版(原版)によって写し(刷り)とられたものを指す。print(英語),estampe(フランス語),Druck(ドイツ語)がほぼこれに当たる。ふつうはインキ(墨,顔料など)をつけた木版,銅版,石版などによって紙などに印刷されたものをいう。したがって,まったく同一のものが複数あるということは版画の第1の特徴である。ただし例外として,初期のヨーロッパの版画でウニカunicaと呼ばれて,ただ1点しか現存しないものがかなりあり,またモノタイプmonotypeという1回くらいしか刷ることのできない方法でつくられたものもある。版画の複数性に由来する特色として,ヨーロッパでは初期から巡礼用のお守札として,またゲーム用のカードとしても生産された。それはカリカチュアや風刺画として政治や宗教的な論争に,またちらしやポスターとして商業上の宣伝手段としても利用された。

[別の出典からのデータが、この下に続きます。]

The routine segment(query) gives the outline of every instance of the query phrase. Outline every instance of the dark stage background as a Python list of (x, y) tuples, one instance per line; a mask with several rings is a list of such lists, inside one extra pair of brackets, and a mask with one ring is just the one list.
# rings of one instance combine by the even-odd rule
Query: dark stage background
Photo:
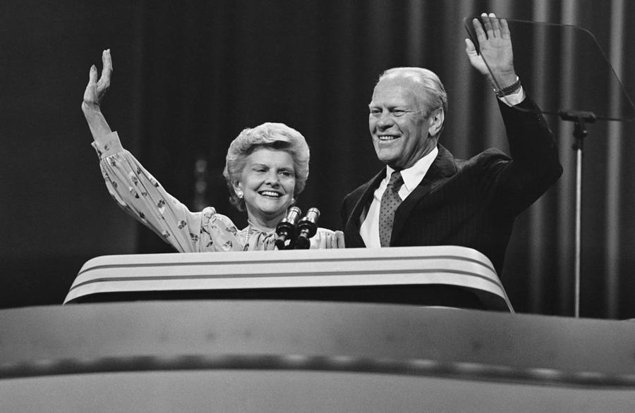
[[(495, 98), (464, 51), (462, 19), (482, 11), (589, 29), (634, 90), (635, 33), (626, 22), (635, 5), (626, 0), (4, 2), (0, 307), (61, 303), (81, 265), (96, 256), (171, 252), (119, 209), (102, 181), (80, 104), (103, 49), (111, 49), (114, 66), (103, 111), (177, 198), (193, 209), (214, 205), (243, 225), (221, 174), (226, 148), (245, 127), (284, 122), (311, 147), (298, 204), (320, 207), (322, 226), (334, 229), (341, 199), (381, 166), (367, 105), (387, 68), (421, 66), (440, 75), (449, 101), (441, 140), (455, 156), (491, 146), (507, 151)], [(543, 89), (568, 82), (540, 70), (536, 76), (544, 78)], [(518, 219), (502, 278), (517, 311), (572, 315), (572, 126), (548, 121), (564, 173)], [(633, 318), (633, 125), (589, 129), (581, 315)], [(202, 199), (195, 194), (198, 160), (208, 166)]]

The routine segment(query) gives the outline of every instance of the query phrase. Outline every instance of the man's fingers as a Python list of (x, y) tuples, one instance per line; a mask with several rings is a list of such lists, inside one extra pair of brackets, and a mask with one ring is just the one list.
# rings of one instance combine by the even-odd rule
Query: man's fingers
[(487, 33), (488, 38), (491, 38), (494, 35), (494, 30), (492, 27), (492, 22), (490, 21), (490, 16), (487, 13), (483, 13), (480, 15), (480, 20), (483, 20), (483, 25), (485, 27), (485, 31)]
[(476, 39), (478, 39), (479, 43), (482, 43), (488, 39), (488, 37), (483, 30), (483, 25), (481, 25), (480, 21), (478, 18), (472, 20), (472, 25), (474, 26), (474, 31), (476, 32)]
[(512, 38), (512, 33), (509, 32), (509, 26), (507, 25), (507, 20), (504, 18), (500, 19), (500, 36), (503, 39)]
[(465, 39), (465, 52), (468, 54), (468, 56), (476, 52), (476, 47), (469, 39)]
[(498, 23), (498, 19), (496, 18), (496, 15), (493, 13), (490, 13), (490, 24), (492, 25), (492, 32), (494, 34), (494, 37), (500, 37), (500, 25)]

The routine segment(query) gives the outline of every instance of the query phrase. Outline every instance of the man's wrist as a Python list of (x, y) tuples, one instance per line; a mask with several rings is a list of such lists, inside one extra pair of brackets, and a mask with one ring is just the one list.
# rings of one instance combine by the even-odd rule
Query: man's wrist
[(514, 93), (517, 93), (521, 87), (522, 87), (522, 85), (521, 84), (520, 79), (518, 76), (516, 76), (516, 80), (514, 82), (509, 84), (507, 86), (498, 90), (495, 87), (494, 93), (496, 94), (497, 97), (502, 98), (510, 94), (514, 94)]

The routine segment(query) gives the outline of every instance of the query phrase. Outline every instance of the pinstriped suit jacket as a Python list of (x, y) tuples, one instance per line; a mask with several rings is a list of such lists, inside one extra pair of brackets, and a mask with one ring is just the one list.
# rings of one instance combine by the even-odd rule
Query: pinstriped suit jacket
[[(499, 101), (512, 157), (496, 149), (468, 159), (439, 154), (395, 212), (391, 247), (459, 245), (485, 254), (501, 273), (516, 216), (562, 173), (553, 135), (528, 98), (516, 110)], [(346, 247), (365, 247), (361, 218), (385, 168), (346, 195), (341, 218)]]

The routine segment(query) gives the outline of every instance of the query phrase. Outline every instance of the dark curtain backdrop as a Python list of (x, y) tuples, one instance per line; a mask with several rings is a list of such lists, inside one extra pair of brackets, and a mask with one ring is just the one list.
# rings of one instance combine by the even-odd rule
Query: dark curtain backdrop
[[(318, 207), (322, 226), (340, 228), (341, 199), (381, 167), (367, 105), (387, 68), (439, 74), (449, 101), (442, 142), (456, 156), (508, 151), (493, 94), (464, 54), (464, 17), (492, 11), (582, 26), (635, 90), (635, 29), (627, 24), (635, 5), (626, 0), (13, 3), (0, 6), (2, 307), (61, 302), (93, 257), (171, 252), (110, 199), (90, 146), (80, 104), (104, 48), (114, 73), (103, 111), (124, 145), (177, 198), (214, 205), (238, 226), (244, 216), (230, 207), (221, 174), (226, 148), (243, 128), (278, 121), (311, 147), (298, 204)], [(545, 46), (514, 52), (539, 56)], [(550, 65), (533, 70), (535, 92), (572, 92), (567, 76), (548, 75)], [(570, 316), (572, 126), (548, 122), (564, 173), (519, 217), (501, 276), (517, 311)], [(634, 318), (633, 125), (598, 122), (589, 131), (581, 315)]]

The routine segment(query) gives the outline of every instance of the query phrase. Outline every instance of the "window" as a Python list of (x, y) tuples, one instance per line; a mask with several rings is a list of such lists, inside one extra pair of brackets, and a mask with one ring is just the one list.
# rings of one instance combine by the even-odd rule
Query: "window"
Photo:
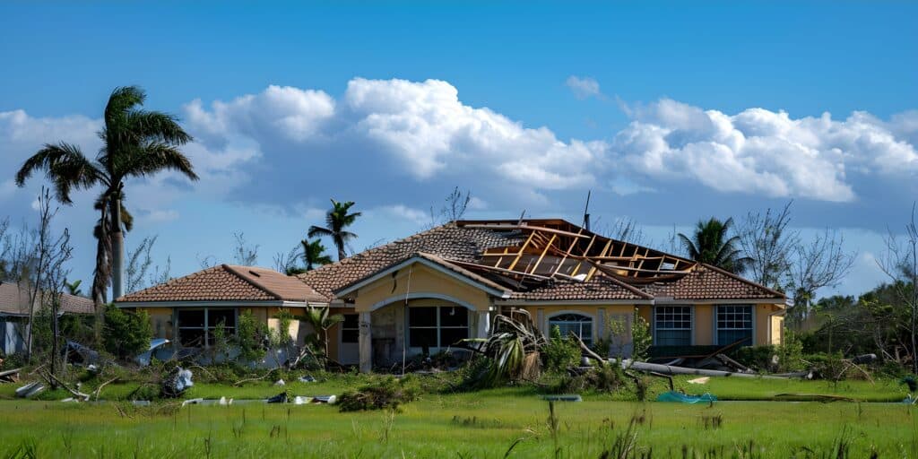
[(468, 338), (468, 309), (461, 306), (409, 308), (409, 347), (448, 347)]
[(717, 307), (717, 344), (726, 345), (745, 340), (744, 346), (752, 345), (752, 307)]
[(691, 307), (657, 306), (654, 308), (654, 344), (691, 345)]
[(579, 336), (588, 346), (593, 343), (593, 319), (581, 314), (561, 314), (548, 319), (549, 330), (557, 326), (561, 337), (570, 336), (571, 331)]
[(185, 347), (212, 346), (221, 323), (226, 336), (234, 334), (236, 309), (178, 309), (178, 341)]
[(341, 342), (358, 342), (360, 341), (360, 314), (344, 314), (341, 322)]

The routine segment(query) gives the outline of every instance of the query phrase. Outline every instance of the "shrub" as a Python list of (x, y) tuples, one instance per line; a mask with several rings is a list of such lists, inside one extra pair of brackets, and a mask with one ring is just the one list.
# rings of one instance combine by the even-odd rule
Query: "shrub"
[(580, 364), (580, 347), (574, 340), (561, 336), (557, 325), (552, 327), (551, 338), (543, 349), (545, 370), (561, 373)]
[(342, 412), (384, 409), (396, 410), (402, 404), (416, 399), (418, 392), (411, 378), (398, 380), (389, 376), (357, 390), (344, 392), (338, 399), (338, 406)]
[(153, 329), (147, 312), (125, 312), (114, 304), (106, 305), (105, 333), (102, 341), (106, 351), (119, 359), (130, 359), (150, 349)]
[(239, 346), (241, 359), (251, 362), (263, 359), (266, 353), (264, 341), (267, 337), (268, 325), (255, 318), (251, 309), (246, 309), (239, 315), (234, 341)]

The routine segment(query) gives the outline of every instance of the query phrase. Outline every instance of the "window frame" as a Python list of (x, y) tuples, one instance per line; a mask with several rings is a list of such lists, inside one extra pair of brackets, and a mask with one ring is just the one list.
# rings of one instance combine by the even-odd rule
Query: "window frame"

16世紀から19世紀の写真の実用化までは,銅版画は絵画の複製としての役割が大きかった。18世紀になるとデッサンまで版画で精巧に複製された。また活字印刷の普及にともない,書物が最大のマス・メディアとして近世文化のあらゆる分野を包括するようになるが,書物の挿絵としての版画も狭い意味での芸術の枠をこえた森羅万象への探究の軌跡をイメージ化したものとしてあらためて評価すべき領域となっている。この書物の挿絵としても,また複製版画としても,版画の影響ないし霊感の源泉としての役割は,印刷文化の複数性とその持運びやすさとによって,それ以前とは比べものにならぬ広大な地域に,ときには時代の枠をこえて広がっている。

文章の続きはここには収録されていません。